Jetzt ist Ihre Meinung gefragt zu *PCGH-Leserwahl 2018: Hardware, Hersteller und Spiel des Jahres - stimmen Sie jetzt ab!*

						Seit dem Bestehen von PC Games Hardware suchen wir jedes Jahr aufs Neue die beliebtesten Hersteller und die besten Produkte - das Jahr 2018 bildet natürlich keine Ausnahme. Machen Sie mit bei der PCGH-Leserwahl 2018 und stimmen Sie für Ihre Favoriten! Die Redaktion hat bereits eine Vorauswahl getroffen, Sie müssen lediglich abstimmen, wer in Ihrer Gunst in Front liegt.

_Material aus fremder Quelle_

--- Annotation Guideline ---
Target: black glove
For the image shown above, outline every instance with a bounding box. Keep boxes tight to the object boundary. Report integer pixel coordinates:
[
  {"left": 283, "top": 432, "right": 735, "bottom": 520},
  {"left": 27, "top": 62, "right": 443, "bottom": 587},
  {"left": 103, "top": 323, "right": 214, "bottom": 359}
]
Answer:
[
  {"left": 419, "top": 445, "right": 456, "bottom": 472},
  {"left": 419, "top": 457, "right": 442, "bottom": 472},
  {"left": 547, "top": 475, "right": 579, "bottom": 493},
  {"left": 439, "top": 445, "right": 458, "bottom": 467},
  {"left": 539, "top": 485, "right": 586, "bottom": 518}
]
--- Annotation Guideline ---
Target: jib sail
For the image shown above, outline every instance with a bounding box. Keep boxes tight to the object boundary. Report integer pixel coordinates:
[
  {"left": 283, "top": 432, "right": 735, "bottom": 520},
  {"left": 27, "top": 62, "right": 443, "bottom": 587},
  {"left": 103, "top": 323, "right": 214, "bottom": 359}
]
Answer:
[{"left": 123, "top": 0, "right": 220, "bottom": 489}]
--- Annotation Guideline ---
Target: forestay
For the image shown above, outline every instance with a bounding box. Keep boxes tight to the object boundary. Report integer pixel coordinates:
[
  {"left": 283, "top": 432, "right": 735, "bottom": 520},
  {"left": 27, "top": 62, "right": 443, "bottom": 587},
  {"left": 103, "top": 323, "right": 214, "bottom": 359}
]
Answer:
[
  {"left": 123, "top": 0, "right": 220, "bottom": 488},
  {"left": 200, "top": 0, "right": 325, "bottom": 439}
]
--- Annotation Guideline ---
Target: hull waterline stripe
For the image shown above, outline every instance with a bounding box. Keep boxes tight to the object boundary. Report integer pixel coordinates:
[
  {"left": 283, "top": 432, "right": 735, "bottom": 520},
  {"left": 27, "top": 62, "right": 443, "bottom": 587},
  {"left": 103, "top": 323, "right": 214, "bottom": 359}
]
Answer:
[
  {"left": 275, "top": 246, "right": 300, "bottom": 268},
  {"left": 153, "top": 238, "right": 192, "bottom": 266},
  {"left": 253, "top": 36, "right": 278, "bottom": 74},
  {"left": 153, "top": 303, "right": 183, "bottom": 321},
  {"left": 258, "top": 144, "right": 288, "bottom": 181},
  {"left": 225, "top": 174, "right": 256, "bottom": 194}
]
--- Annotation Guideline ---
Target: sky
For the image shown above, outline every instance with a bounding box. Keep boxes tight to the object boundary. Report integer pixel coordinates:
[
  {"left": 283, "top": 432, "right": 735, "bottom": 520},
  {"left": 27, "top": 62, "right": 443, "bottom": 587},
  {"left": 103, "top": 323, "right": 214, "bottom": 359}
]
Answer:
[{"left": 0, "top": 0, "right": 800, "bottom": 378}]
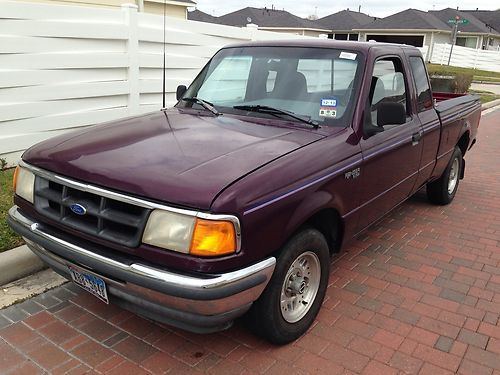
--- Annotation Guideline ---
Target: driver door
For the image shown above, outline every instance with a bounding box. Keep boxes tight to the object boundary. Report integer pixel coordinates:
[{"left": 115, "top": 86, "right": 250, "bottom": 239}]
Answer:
[{"left": 358, "top": 56, "right": 422, "bottom": 230}]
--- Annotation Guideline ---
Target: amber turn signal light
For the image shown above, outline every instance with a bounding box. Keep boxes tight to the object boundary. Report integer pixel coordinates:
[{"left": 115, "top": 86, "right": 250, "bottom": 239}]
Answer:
[
  {"left": 189, "top": 218, "right": 236, "bottom": 256},
  {"left": 12, "top": 166, "right": 19, "bottom": 193}
]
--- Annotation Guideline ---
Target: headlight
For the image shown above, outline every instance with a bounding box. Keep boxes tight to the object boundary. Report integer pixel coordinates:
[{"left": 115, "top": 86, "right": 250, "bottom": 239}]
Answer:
[
  {"left": 142, "top": 210, "right": 239, "bottom": 256},
  {"left": 142, "top": 210, "right": 196, "bottom": 254},
  {"left": 13, "top": 166, "right": 35, "bottom": 203}
]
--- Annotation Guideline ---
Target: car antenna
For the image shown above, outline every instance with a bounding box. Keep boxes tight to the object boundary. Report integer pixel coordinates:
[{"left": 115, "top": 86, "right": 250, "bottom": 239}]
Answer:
[{"left": 162, "top": 0, "right": 167, "bottom": 108}]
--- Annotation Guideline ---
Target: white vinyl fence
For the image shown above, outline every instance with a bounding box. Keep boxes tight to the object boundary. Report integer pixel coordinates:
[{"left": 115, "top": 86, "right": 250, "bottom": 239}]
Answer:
[
  {"left": 427, "top": 44, "right": 500, "bottom": 72},
  {"left": 0, "top": 0, "right": 304, "bottom": 163}
]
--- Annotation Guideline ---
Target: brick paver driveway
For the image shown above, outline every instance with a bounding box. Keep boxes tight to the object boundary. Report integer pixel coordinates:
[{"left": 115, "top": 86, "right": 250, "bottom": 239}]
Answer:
[{"left": 0, "top": 111, "right": 500, "bottom": 375}]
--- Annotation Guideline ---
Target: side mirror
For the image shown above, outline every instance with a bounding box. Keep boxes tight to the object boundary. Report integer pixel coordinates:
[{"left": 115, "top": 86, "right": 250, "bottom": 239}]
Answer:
[
  {"left": 364, "top": 125, "right": 384, "bottom": 138},
  {"left": 179, "top": 85, "right": 187, "bottom": 101},
  {"left": 377, "top": 102, "right": 406, "bottom": 127}
]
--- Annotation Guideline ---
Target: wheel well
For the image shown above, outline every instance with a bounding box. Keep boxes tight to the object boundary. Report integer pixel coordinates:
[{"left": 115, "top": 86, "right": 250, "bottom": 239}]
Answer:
[
  {"left": 457, "top": 132, "right": 470, "bottom": 156},
  {"left": 305, "top": 208, "right": 344, "bottom": 254}
]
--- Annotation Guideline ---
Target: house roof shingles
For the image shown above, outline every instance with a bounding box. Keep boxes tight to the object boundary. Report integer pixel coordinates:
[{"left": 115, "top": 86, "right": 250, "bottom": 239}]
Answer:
[
  {"left": 359, "top": 9, "right": 451, "bottom": 31},
  {"left": 429, "top": 8, "right": 498, "bottom": 34},
  {"left": 462, "top": 10, "right": 500, "bottom": 33},
  {"left": 315, "top": 9, "right": 375, "bottom": 31},
  {"left": 217, "top": 7, "right": 324, "bottom": 30}
]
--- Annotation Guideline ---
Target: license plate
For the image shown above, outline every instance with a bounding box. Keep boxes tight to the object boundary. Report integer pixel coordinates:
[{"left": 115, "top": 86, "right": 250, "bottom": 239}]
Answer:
[{"left": 69, "top": 267, "right": 109, "bottom": 303}]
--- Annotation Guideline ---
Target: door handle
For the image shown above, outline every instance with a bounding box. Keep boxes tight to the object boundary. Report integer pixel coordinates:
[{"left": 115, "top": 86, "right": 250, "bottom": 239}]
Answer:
[{"left": 411, "top": 131, "right": 422, "bottom": 146}]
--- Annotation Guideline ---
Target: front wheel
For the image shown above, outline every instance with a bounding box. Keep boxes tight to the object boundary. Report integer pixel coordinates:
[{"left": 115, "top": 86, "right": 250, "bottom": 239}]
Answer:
[
  {"left": 427, "top": 147, "right": 463, "bottom": 205},
  {"left": 248, "top": 229, "right": 330, "bottom": 344}
]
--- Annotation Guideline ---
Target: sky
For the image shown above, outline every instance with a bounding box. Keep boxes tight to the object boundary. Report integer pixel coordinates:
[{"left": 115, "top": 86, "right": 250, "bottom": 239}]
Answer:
[{"left": 189, "top": 0, "right": 500, "bottom": 18}]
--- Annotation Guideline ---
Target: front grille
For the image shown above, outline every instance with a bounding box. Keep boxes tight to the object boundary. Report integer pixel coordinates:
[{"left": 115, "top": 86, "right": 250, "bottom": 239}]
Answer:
[{"left": 35, "top": 176, "right": 150, "bottom": 247}]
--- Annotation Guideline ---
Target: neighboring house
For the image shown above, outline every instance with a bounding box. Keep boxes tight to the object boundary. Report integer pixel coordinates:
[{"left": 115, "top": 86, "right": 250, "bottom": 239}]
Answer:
[
  {"left": 356, "top": 9, "right": 451, "bottom": 48},
  {"left": 9, "top": 0, "right": 196, "bottom": 19},
  {"left": 315, "top": 8, "right": 375, "bottom": 40},
  {"left": 212, "top": 7, "right": 331, "bottom": 36},
  {"left": 187, "top": 9, "right": 219, "bottom": 23},
  {"left": 353, "top": 8, "right": 500, "bottom": 55},
  {"left": 429, "top": 8, "right": 500, "bottom": 50}
]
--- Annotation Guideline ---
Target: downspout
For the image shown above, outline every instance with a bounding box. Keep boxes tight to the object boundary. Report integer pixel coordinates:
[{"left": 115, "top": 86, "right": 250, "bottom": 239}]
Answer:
[
  {"left": 426, "top": 31, "right": 434, "bottom": 62},
  {"left": 137, "top": 0, "right": 144, "bottom": 13}
]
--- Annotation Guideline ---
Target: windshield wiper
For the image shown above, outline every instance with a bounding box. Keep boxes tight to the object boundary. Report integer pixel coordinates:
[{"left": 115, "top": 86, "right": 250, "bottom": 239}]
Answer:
[
  {"left": 233, "top": 105, "right": 319, "bottom": 129},
  {"left": 182, "top": 96, "right": 221, "bottom": 116}
]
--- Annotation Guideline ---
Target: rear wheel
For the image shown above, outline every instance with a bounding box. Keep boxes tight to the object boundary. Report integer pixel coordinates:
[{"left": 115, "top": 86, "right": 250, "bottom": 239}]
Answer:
[
  {"left": 427, "top": 147, "right": 463, "bottom": 205},
  {"left": 248, "top": 229, "right": 330, "bottom": 344}
]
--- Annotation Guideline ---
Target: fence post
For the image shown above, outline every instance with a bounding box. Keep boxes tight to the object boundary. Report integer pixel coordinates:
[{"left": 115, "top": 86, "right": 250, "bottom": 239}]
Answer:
[{"left": 121, "top": 4, "right": 140, "bottom": 115}]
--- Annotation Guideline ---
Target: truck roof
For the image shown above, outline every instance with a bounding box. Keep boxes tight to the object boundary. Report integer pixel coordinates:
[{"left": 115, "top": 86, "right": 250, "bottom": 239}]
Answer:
[{"left": 224, "top": 38, "right": 418, "bottom": 52}]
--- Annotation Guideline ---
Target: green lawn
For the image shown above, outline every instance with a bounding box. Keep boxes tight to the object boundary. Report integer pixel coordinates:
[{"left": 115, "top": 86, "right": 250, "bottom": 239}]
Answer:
[
  {"left": 0, "top": 169, "right": 23, "bottom": 252},
  {"left": 427, "top": 64, "right": 500, "bottom": 83},
  {"left": 477, "top": 94, "right": 500, "bottom": 104}
]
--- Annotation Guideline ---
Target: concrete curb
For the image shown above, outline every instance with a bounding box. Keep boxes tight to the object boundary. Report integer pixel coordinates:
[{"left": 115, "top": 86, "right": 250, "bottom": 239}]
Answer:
[
  {"left": 481, "top": 99, "right": 500, "bottom": 111},
  {"left": 0, "top": 245, "right": 44, "bottom": 285}
]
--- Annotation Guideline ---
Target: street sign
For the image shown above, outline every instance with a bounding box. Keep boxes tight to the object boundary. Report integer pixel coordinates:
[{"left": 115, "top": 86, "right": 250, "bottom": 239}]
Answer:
[{"left": 447, "top": 18, "right": 469, "bottom": 25}]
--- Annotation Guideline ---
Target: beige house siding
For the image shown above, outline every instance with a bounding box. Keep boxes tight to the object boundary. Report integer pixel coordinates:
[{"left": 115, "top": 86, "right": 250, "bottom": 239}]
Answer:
[
  {"left": 144, "top": 1, "right": 187, "bottom": 19},
  {"left": 258, "top": 26, "right": 330, "bottom": 37},
  {"left": 8, "top": 0, "right": 191, "bottom": 19}
]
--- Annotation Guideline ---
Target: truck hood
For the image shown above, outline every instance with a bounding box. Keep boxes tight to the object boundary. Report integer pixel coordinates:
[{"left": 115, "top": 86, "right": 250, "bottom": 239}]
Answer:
[{"left": 23, "top": 109, "right": 324, "bottom": 210}]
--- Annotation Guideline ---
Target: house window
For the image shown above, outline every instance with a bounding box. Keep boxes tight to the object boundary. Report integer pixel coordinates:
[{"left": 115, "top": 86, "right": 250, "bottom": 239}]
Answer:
[{"left": 455, "top": 36, "right": 477, "bottom": 48}]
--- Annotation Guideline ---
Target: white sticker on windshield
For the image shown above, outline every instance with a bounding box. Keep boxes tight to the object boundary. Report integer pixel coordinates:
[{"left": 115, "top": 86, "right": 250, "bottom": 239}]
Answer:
[{"left": 339, "top": 51, "right": 356, "bottom": 60}]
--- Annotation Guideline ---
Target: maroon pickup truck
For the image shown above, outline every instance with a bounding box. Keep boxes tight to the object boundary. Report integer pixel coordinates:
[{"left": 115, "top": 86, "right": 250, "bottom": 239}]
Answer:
[{"left": 8, "top": 40, "right": 480, "bottom": 344}]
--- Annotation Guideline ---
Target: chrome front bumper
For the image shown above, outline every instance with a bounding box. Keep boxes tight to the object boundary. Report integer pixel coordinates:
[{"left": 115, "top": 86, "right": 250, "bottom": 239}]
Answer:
[{"left": 7, "top": 206, "right": 276, "bottom": 333}]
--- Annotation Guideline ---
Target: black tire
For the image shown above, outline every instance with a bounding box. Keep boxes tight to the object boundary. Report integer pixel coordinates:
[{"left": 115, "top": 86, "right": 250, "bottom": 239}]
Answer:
[
  {"left": 427, "top": 147, "right": 463, "bottom": 206},
  {"left": 247, "top": 229, "right": 330, "bottom": 345}
]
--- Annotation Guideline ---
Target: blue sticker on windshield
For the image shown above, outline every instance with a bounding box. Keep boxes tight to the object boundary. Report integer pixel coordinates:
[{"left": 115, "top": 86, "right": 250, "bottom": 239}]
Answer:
[
  {"left": 321, "top": 98, "right": 337, "bottom": 107},
  {"left": 319, "top": 98, "right": 337, "bottom": 118}
]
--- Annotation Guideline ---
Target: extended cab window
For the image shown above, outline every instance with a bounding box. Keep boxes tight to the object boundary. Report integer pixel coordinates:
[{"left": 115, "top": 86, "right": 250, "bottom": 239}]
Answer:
[
  {"left": 368, "top": 57, "right": 409, "bottom": 126},
  {"left": 410, "top": 56, "right": 432, "bottom": 112}
]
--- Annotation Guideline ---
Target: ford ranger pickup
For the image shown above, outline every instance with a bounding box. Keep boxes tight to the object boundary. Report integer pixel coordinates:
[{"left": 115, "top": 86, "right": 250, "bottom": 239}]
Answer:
[{"left": 8, "top": 39, "right": 481, "bottom": 344}]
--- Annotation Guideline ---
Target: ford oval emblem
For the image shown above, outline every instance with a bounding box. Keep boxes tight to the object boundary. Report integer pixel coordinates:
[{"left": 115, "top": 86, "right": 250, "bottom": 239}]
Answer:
[{"left": 69, "top": 203, "right": 87, "bottom": 216}]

						Bitte beachten Sie: Der Kommentarbereich wird gemäß der Forenregeln moderiert. Allgemeine Fragen und Kritik zu Online-Artikeln von PC Games Hardware sind im Feedback-Unterforum zu veröffentlichen und nicht im Kommentarthread zu einer News. Dort werden sie ohne Nachfragen entfernt.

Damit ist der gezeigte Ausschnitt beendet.